Станислав Гринберг, войдя в наше положение, ссудил миллион и уже через неделю мы были чисты перед государством и поставщиками. Теперь нужно было работать, работать и работать.
Любу из дома я пока не выпускал. Задыхаясь в бешенной гонке закрутился один. Сам сел за руль старенького КАМаза и заколесил по странам СНГ, выбирая товар подешевле и оплату по реализации. К августу дела начали выправляться и я уже расчитывал пораньше вернуть ссуду.
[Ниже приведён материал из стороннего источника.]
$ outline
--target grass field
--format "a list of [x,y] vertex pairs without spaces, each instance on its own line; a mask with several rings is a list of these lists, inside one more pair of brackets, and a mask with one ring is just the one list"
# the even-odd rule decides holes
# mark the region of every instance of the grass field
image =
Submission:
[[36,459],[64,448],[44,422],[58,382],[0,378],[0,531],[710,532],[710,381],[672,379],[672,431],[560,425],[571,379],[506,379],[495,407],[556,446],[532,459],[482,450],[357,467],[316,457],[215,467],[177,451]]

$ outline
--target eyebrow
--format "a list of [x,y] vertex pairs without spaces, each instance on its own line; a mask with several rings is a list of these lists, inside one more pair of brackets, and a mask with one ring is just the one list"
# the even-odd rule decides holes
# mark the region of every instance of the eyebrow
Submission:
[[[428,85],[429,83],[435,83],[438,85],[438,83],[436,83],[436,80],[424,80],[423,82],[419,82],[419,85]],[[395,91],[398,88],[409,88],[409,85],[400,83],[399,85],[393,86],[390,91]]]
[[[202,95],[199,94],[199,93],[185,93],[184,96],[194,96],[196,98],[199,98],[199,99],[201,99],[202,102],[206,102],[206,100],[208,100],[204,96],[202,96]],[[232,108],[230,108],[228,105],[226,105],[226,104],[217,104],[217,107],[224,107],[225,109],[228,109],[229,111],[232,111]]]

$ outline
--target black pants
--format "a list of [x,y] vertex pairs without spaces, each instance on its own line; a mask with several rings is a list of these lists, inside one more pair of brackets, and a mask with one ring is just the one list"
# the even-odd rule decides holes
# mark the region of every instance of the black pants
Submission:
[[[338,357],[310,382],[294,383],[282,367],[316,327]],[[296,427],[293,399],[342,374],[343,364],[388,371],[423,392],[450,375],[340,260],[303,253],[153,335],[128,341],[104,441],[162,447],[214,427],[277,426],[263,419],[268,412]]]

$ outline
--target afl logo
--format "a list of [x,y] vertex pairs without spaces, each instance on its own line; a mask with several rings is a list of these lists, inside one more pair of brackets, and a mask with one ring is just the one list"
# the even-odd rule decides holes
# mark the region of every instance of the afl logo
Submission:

Шестнадцатого августа я подъехал к "Гранду" к семи часам и потерял сознание.
Магазин взломали под утро. То что смогли вытащить, вытащили, а остальное облили бензином и подожгли. По свидетельству соседей загорелся он под утро, часов в пять с минутами. Пожарные прибыли почти сразу, но сделать уже ничего не могли.
Охранник исчез неизвестно куда. Возможно он убежал от страха, а может быть его увезли с собой грабители и не желая оставлять свидетеля, где нибудь прихлопнули. Но тогда я об этом не думал. Единственной моей задачей было скрыть все это от Любы. Махнув рукой на пепелище я помчался домой, но уже не успел.
Люба с телефонной трубкой в руке лежала на полу. Глаза у неё были приоткрыты. Я подумал, что она жива и это просто второй инфаркт. Не двигая её с места я вызвал скорую. Они приехали только для того, чтобы выразить мне свое соболезнование.